她就無助的靠在他的懷里,任由他予取予求。
他的手,變的越來越燙。
就連在兩人身上暈開的那股月色,都變的妖嬈醉人了起來。
如同火炭一般的唇,順著她潔白優美的地方落下。
每一寸被膜拜過的肌膚,都像是要激起一片火花,慢慢的蔓延身體的每個角落。
寧悠微微昂起了臉,如水般清透的眼神迷蒙氤氳,就像是蒙上了一層淡淡的霧氣,透出一絲令人想要探索的神秘之美。
顧致衿停留在她的衣襟,那微微散亂的衣襟口,已經露出了一點,他深沉醉人的眼神看著那美麗的弧度,不由地變的更加深邃如夜。
修長的指尖,不知何時已經到了她的背后,只輕輕地一挑,輕易的解開了……
突然的解放,讓陷入了恍惚之中的寧悠瞬間就清醒了過來,身體猛地一震,她冷不防伸手推開他。
“顧致衿!”
深陷深淵的男人猝不及防的被她推開了幾步,撞到了身后的鋼琴,眼底的深邃炙熱微微僵住,睜大了雙眸幽幽的看著她。
寧悠不知所措的環住了肩膀,看著自己的凌亂,都是剛才意亂情迷的結果,頓時就羞紅了臉,欲要去遮掩。
顧致衿見她這樣,表情突然變的更加深沉,轉身面向落地窗,拿背對著她。
剛剛一時著急推開了他,寧悠也不是故意,只是他身上那種散發出來的感覺讓她太過害怕,有一種他幾乎會毀滅掉她的錯覺,讓她心里揪的有些疼痛。

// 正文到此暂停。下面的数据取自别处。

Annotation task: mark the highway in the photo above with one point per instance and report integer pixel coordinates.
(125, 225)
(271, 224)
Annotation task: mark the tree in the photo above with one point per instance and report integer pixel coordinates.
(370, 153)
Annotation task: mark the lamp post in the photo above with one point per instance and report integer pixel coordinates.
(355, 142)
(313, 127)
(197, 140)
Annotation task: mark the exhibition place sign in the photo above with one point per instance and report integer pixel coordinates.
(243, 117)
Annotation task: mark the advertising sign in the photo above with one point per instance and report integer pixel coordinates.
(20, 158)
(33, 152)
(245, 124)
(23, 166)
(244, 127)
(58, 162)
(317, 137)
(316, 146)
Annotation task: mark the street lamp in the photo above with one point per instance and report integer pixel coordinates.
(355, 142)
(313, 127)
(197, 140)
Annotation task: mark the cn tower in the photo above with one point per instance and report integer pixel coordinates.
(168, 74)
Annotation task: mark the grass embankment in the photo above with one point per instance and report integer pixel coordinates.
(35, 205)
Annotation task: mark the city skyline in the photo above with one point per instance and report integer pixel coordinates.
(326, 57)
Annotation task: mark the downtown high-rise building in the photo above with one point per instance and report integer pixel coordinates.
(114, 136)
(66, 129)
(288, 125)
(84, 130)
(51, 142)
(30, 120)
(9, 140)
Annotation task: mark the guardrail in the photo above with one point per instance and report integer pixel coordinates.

她不安的上前一步,想要伸手去觸摸他,有小心翼翼的開口,“顧致衿,我……”
顧致衿沒有動,依舊是沉沉的看著窗外,背影給人一種冰冷刻骨的印象。
就在寧悠猶豫著要說些什么的時候,他冰涼的聲音,帶著一絲無法讓人理解的沉郁,在清涼詭異的空氣中低低的響了起來。
“寧悠,你現在,還愛著秦禹森嗎?”
寧悠愣住,心尖仿佛為他的問話微顫了幾分。
他……竟然問她是否還愛著秦禹森?
寧悠的腦子空白了幾秒,混沌的大腦,終于回想了起了今晚所發生的一切。
是啊,她在拉小提琴的時候,因為想到跟秦禹森的過去,而情不自禁的哭了!
她張了張唇,心尖流過一絲痛楚,被他吻的紅艷的唇,都微微褪去了血色。
許久沒得到回答的男人,轉過身來,深邃如夜的桃花眼眸看著無話可說的女人。
他眼底的那份深沉晦暗又加深了幾分,驀地伸出手,再次將她拉入了自己的懷中。
“寧悠,我不管你以前愛過誰,但是從這一刻開始,我就要你深深的記住,你是我的!你心里唯一愛的男人,必須是我!只能是我!你知道了嗎?!”
他淳厚低沉的聲音帶著濃濃的霸道,咬著她的耳朵重重的宣布。
一字一句,透過她的肌膚,穿透每一個細胞,深刻的仿佛要刻入她的心中。
寧悠渾身一震,驚愕的說不出話來。
他炙熱的吻落在她雪白的耳垂,閉眸沉沉的道,“你愛的,只能是我!只能是我!”